A partir de aquí, iremos haciendo una lectura pormenorizada del poema, deteniéndonos en cada una de las XVIII partes en que aparece dividido. Luego, al término del comentario particular de cada apartado, dejaremos nuestra conclusión.
I. Pág. 27
“El comienzo. / El infinito instante de la nada. / El lento despertar. / La ausencia de recuerdos. / Tu presencia perenne. / El sempiterno cavilar. / La búsqueda insensata. / La conciencia naciente. / Y de repente el vértigo, / una palabra reluciente / que separa las tinieblas / de las tinieblas… / Otro comienzo”.
Consta de once versos, la mayoría de arte menor, cuya métrica fluctúa entre cuatro y siete sílabas.
Este primer fragmento nos remite a un tiempo mítico, el tiempo que precede a la creación del mundo: “El infinito instante de la nada”. La voz poética se dirige a un tú, un ser no identificado, pero que pronto advertimos se trata del Creador, es decir, Dios.

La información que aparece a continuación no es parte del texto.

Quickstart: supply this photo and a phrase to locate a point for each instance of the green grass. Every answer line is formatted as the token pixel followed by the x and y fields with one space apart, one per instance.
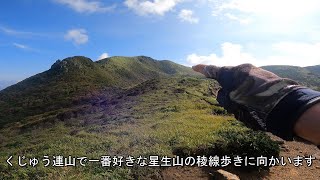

El Creador (“la conciencia naciente”) despierta, o sea, adquiere conciencia de sí mismo. No se refiere al nacimiento o principio, porque uno de los atributos de Dios es no haber tenido un principio, así como tampoco tendrá un fin. Por eso el poeta empieza su texto con el despertar del Ser Supremo. Es la hora cero en los relojes de una creación que está a punto de empezar. Es por eso que se habla de la “la ausencia de recuerdo”.
Es el primer momento, y estamos frente a un Dios dubitativo, inseguro e inexperto, actitud que se destaca cuando el poeta habla de un “sempiterno cavilar”. Apenas ha adquirido conciencia de sí mismo. De pronto, ese ente primigenio, el que a partir de entonces habrá de convertirse en Supremo Hacedor de Mundos, articula “una palabra reluciente”, / que separa las tinieblas de las tinieblas…”. Dios se ha estrenado en su rol de Supremo Hacedor. El yo lírico no consigna la palabra (quizás frase) dicha por el Creador, pero podemos relacionarla con la frase en latín: “Fiat Luz” (“Hágase la luz”, o “Haya luz”), atribuida al Dios Creador en los sagrados textos judeo-cristianos.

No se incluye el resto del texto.